In Step 306, for each research subarea (identified in Step 302) across each research area (received via the gap query in Step 300), the asset metadata graph (obtained in Step 304) is filtered based on the research subarea. In one or many embodiment(s) disclosed herein, filtering of the asset metadata graph may, for example, entail topic matching (e.g., case-insensitive word or phrase matching) and/or semantic similarity calculation between the research subarea and the asset metadata for assets catalogued in the asset catalog entries of which nodes of the asset metadata graph are representative. Further, for each research subarea, the filtering of the asset metadata graph based thereon may result in the identification of an asset node subset of the set of nodes forming the asset metadata graph. The identified asset node subset, subsequently, may include one or more nodes representative of one or more assets, respectively, that may at least be associated with the research subarea.
In Step 308, a k-partite metadata graph is generated using the asset node subset(s) (identified in Step 306). In one or many embodiment(s) disclosed herein, the k-partite metadata graph (see e.g.,
In Step 310, one or more anti-super nodes, in/of the k-partite metadata graph (generated in Step 308), is/are identified. In one or many embodiment(s) disclosed herein, an anti-super node may refer to a minimally connected node or a node with a disproportionately low number of edges connected thereto. Additionally, or alternatively, an anti-super node may be identified as any node that serves as an endpoint of a pair of endpoints to a number of edges, where the number of edges falls below a threshold number of edges (that may be dynamically set). For example, the threshold number of edges may be set to three edges, where any node(s) in the k-partite metadata graph that serves as an endpoint (of a pair of endpoints) to no more than two edges may be classified or labeled as an anti-super node in/of the k-partite metadata graph.
Additionally, or optionally, in Step 312, for each anti-super node of the anti-super node(s) (identified in Step 310), one or more weak adjacent nodes, in/of the k-partite metadata graph (generated in Step 308), is/are identified. In one or many embodiment(s) disclosed herein, with respect to a given anti-super node, a weak adjacent node linked to the given anti-super node may refer to a node connected thereto via an edge representative of a weak relationship there-between. Quantification of said weak relationship may, for example, entail an edge weight assigned to the edge interconnecting the given anti-super node and the weak adjacent node, where the edge weight (e.g., expressed as a numerical value) falls or lies below an edge weight threshold. The edge weight threshold, in turn, may be dynamically set and may denote the criterion for determining whether the associated edge is reflective of a weak relationship between a pair of assets (e.g., research journal articles, research white papers, research dissertations or theses, or any other forms of information each describing one or more research subareas) corresponding to the given anti-super node and a weak adjacent node.

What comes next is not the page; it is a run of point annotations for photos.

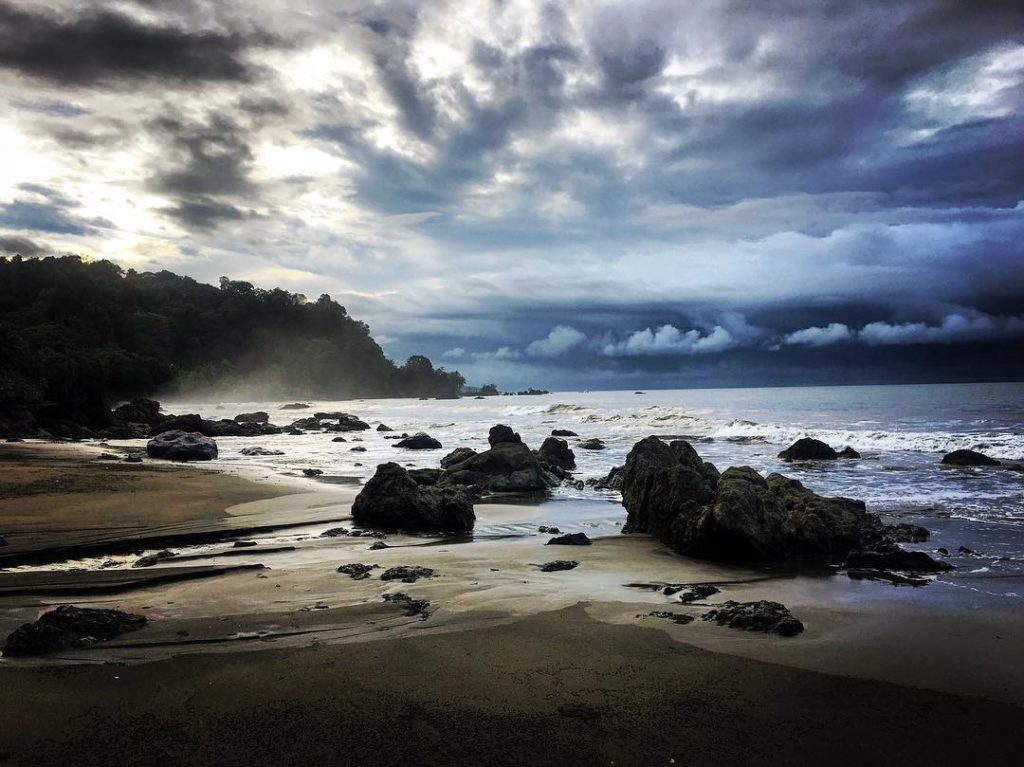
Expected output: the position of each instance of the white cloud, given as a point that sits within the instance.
(560, 340)
(953, 328)
(670, 340)
(833, 333)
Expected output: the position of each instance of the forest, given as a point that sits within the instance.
(77, 335)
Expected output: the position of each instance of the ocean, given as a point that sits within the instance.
(901, 432)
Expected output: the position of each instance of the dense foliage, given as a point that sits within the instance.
(76, 335)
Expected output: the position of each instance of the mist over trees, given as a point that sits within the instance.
(77, 335)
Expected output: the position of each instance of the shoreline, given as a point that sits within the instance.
(296, 615)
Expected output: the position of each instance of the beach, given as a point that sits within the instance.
(294, 662)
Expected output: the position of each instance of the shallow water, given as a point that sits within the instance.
(901, 431)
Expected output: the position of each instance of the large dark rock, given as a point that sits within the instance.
(391, 500)
(501, 434)
(69, 627)
(556, 453)
(508, 467)
(419, 441)
(968, 458)
(457, 456)
(808, 449)
(670, 493)
(257, 417)
(181, 445)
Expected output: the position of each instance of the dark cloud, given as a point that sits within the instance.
(100, 46)
(19, 246)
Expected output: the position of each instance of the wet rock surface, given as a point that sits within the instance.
(764, 615)
(571, 539)
(357, 570)
(69, 627)
(408, 573)
(391, 500)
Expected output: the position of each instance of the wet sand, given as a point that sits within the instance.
(296, 664)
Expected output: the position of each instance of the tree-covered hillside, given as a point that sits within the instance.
(77, 335)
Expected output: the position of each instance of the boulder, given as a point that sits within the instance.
(502, 434)
(968, 458)
(765, 615)
(556, 452)
(808, 449)
(508, 467)
(69, 627)
(571, 539)
(457, 456)
(670, 493)
(181, 445)
(419, 441)
(391, 500)
(257, 417)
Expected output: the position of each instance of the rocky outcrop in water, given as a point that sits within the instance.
(181, 445)
(968, 458)
(809, 449)
(391, 500)
(69, 627)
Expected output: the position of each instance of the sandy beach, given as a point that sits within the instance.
(293, 663)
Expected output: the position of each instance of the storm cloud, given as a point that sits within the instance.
(567, 195)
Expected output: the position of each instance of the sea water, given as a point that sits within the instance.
(901, 432)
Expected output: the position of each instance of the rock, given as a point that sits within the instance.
(508, 467)
(808, 449)
(419, 441)
(257, 451)
(896, 559)
(678, 618)
(391, 500)
(670, 493)
(408, 573)
(181, 445)
(907, 534)
(69, 627)
(457, 456)
(611, 481)
(257, 417)
(572, 539)
(425, 476)
(502, 434)
(556, 453)
(357, 570)
(559, 564)
(763, 615)
(697, 592)
(412, 606)
(968, 458)
(152, 559)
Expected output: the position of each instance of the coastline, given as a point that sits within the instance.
(298, 631)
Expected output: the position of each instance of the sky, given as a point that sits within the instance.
(568, 195)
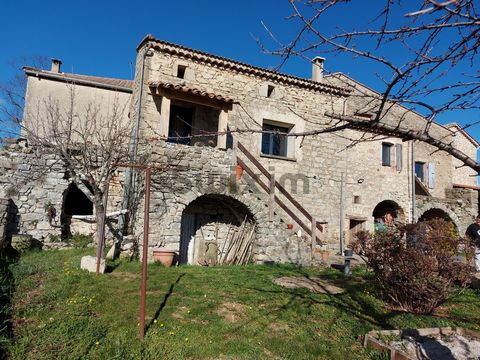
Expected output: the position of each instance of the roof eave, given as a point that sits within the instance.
(66, 79)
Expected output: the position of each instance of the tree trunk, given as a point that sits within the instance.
(100, 221)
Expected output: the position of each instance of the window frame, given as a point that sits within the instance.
(284, 145)
(422, 166)
(387, 161)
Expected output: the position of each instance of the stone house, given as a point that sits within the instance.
(249, 151)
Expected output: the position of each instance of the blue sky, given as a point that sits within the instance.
(100, 37)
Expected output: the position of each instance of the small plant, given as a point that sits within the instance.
(54, 238)
(81, 240)
(416, 269)
(11, 191)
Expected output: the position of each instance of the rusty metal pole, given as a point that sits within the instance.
(101, 242)
(143, 291)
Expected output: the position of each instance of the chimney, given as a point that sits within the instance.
(56, 65)
(317, 68)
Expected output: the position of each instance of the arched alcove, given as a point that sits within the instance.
(386, 206)
(208, 224)
(75, 202)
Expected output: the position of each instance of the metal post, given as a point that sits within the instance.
(341, 215)
(313, 238)
(143, 291)
(101, 241)
(413, 183)
(271, 204)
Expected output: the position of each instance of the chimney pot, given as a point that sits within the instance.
(317, 68)
(56, 63)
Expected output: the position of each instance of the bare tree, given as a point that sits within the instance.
(88, 140)
(12, 94)
(424, 54)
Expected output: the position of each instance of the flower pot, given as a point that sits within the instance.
(239, 172)
(165, 256)
(21, 242)
(325, 256)
(348, 252)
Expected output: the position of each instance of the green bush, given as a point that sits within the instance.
(416, 269)
(81, 240)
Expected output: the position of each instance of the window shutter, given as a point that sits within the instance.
(431, 175)
(398, 154)
(386, 149)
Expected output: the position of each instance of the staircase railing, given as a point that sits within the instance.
(270, 189)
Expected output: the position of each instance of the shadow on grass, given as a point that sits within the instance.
(353, 302)
(7, 284)
(164, 302)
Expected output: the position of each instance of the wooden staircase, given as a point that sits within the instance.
(291, 206)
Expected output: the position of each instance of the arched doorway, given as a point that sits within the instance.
(388, 206)
(436, 213)
(209, 223)
(75, 202)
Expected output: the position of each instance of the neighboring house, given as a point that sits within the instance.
(211, 119)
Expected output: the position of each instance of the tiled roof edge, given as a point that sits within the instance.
(234, 65)
(93, 81)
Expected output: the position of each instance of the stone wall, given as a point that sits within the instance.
(204, 171)
(31, 180)
(320, 161)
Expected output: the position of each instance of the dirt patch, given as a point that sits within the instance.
(316, 285)
(278, 327)
(124, 275)
(440, 348)
(232, 312)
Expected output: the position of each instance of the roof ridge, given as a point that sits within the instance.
(90, 80)
(237, 65)
(75, 74)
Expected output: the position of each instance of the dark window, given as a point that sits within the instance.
(270, 89)
(274, 140)
(386, 154)
(420, 170)
(76, 202)
(181, 71)
(180, 128)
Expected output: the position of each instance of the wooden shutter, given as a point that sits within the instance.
(431, 175)
(398, 157)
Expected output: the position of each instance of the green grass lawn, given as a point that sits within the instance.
(223, 312)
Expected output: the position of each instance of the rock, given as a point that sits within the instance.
(127, 246)
(475, 284)
(89, 263)
(111, 252)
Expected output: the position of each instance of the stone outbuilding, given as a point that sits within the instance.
(249, 150)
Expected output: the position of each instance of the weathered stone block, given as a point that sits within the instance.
(89, 263)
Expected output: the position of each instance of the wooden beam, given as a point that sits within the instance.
(191, 98)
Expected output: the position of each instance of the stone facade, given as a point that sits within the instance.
(193, 108)
(32, 181)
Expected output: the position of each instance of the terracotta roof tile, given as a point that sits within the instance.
(189, 90)
(238, 66)
(109, 83)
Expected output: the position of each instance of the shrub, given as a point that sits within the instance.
(81, 240)
(416, 267)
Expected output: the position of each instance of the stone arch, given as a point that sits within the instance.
(74, 202)
(206, 224)
(389, 206)
(438, 211)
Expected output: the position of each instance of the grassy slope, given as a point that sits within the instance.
(200, 313)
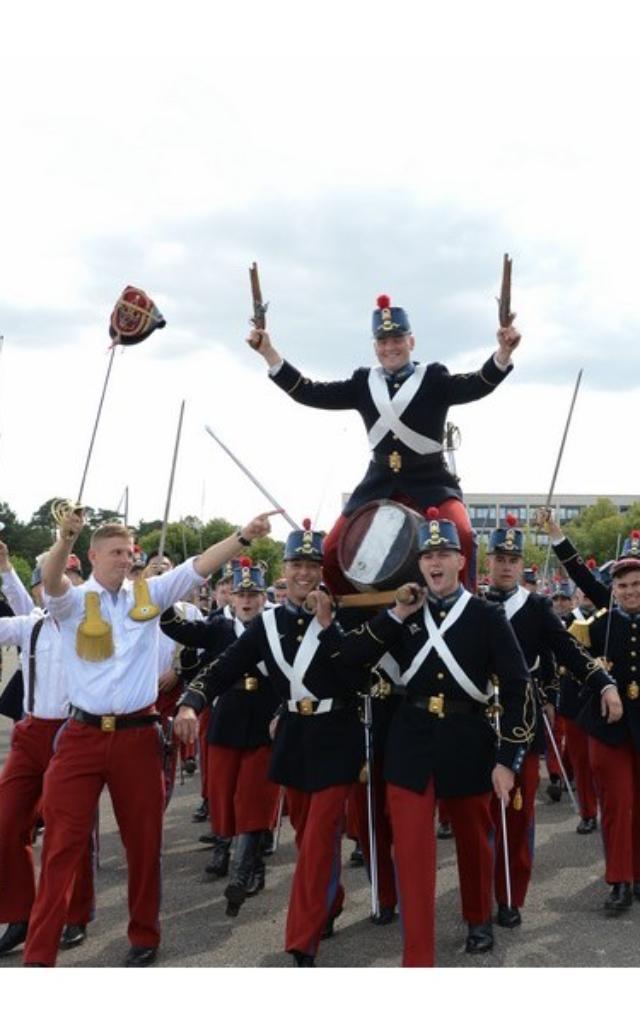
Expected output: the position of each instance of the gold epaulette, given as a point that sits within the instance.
(581, 632)
(94, 639)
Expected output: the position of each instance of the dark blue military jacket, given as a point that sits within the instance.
(423, 478)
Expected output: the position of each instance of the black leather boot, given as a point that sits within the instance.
(245, 857)
(219, 866)
(620, 899)
(479, 938)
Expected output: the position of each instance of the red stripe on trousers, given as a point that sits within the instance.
(414, 852)
(520, 834)
(452, 509)
(203, 725)
(315, 891)
(578, 747)
(386, 873)
(616, 775)
(241, 797)
(20, 790)
(129, 763)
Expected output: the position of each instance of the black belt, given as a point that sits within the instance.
(248, 683)
(399, 460)
(443, 707)
(112, 723)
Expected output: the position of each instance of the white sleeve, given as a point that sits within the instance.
(16, 594)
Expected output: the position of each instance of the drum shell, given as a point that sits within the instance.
(378, 548)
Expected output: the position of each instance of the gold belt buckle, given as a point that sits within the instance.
(305, 707)
(436, 706)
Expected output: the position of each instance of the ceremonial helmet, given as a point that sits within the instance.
(508, 539)
(436, 534)
(305, 544)
(248, 579)
(388, 321)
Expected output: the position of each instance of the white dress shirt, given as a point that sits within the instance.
(50, 690)
(128, 680)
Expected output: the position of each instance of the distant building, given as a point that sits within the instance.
(486, 511)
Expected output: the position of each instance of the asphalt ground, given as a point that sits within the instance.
(563, 923)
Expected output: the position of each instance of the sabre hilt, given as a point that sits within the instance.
(409, 593)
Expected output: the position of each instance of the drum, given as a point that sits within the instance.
(378, 548)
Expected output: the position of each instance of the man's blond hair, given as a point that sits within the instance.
(109, 529)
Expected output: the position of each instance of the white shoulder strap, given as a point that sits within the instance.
(390, 411)
(294, 673)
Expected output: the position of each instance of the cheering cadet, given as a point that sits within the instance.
(317, 748)
(242, 800)
(109, 631)
(404, 407)
(440, 740)
(539, 632)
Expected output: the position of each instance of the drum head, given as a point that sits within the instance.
(378, 548)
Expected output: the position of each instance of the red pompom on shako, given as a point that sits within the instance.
(135, 315)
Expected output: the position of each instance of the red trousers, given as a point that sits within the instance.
(241, 797)
(578, 748)
(203, 725)
(414, 850)
(129, 763)
(616, 774)
(315, 891)
(386, 873)
(20, 791)
(452, 509)
(520, 834)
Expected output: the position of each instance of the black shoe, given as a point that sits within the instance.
(508, 916)
(586, 826)
(385, 915)
(219, 866)
(243, 869)
(479, 938)
(73, 935)
(13, 936)
(201, 813)
(302, 960)
(268, 843)
(620, 899)
(140, 955)
(357, 858)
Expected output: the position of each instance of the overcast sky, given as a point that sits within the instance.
(350, 150)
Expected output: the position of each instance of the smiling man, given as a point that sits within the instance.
(440, 741)
(403, 406)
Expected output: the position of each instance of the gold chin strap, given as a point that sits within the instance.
(94, 640)
(142, 610)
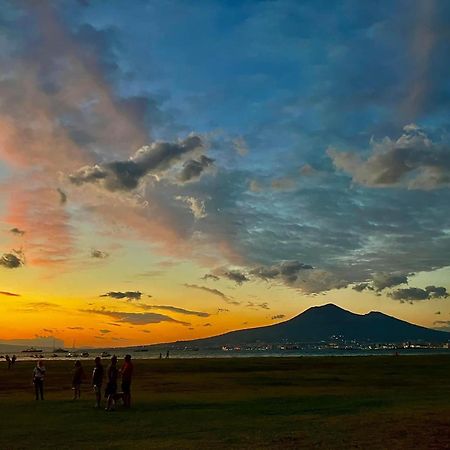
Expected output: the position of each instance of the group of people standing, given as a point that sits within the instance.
(10, 360)
(112, 394)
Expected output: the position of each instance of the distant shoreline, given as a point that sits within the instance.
(210, 355)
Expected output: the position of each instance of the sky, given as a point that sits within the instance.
(175, 170)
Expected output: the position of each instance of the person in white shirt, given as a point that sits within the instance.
(38, 380)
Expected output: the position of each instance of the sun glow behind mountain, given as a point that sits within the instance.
(175, 171)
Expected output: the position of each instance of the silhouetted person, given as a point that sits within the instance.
(127, 373)
(111, 386)
(77, 379)
(97, 380)
(38, 380)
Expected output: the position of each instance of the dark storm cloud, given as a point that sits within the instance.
(411, 161)
(193, 169)
(135, 318)
(129, 295)
(413, 294)
(11, 260)
(176, 310)
(125, 175)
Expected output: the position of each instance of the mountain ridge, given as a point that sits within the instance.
(321, 323)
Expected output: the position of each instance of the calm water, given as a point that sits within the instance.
(183, 354)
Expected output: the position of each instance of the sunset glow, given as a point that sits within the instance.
(176, 170)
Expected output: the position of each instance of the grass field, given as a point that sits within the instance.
(383, 402)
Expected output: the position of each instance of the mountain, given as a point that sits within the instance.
(320, 323)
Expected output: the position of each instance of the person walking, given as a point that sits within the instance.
(127, 373)
(38, 380)
(111, 386)
(97, 380)
(77, 379)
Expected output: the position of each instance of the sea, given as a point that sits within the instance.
(161, 353)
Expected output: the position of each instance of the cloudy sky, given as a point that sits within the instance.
(172, 170)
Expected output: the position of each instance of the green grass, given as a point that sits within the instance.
(265, 403)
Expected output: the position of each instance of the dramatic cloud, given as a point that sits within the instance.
(237, 276)
(193, 169)
(411, 161)
(384, 280)
(212, 291)
(210, 276)
(362, 287)
(129, 295)
(253, 305)
(283, 184)
(135, 318)
(195, 205)
(240, 145)
(62, 196)
(11, 260)
(155, 158)
(95, 253)
(176, 310)
(9, 294)
(278, 316)
(413, 294)
(16, 230)
(288, 271)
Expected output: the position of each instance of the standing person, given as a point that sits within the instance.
(111, 386)
(127, 373)
(38, 380)
(97, 380)
(77, 379)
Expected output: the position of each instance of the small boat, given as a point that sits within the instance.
(60, 350)
(32, 350)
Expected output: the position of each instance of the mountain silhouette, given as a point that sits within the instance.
(321, 323)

In Step 314, the anti-super node(s) (identified in Step 310) is/are mapped, respectively, to one or more gap research subareas. That is, in one or many embodiment(s) disclosed herein, the mapping, for a given anti-super node, may entail: identifying, of the asset catalog (represented by the asset metadata graph obtained in Step 304), an asset catalog entry corresponding to the given anti-super node; identifying, of a plethora of assets for which asset metadata thereof may be catalogued by the insight service, an asset corresponding to the identified asset catalog entry; and identifying, from amongst the asset metadata of the identified asset, at least one research subarea specified therein with which the identified asset may be associated. The aforementioned, identified research subarea(s) may also be referred to herein as gap research subarea(s).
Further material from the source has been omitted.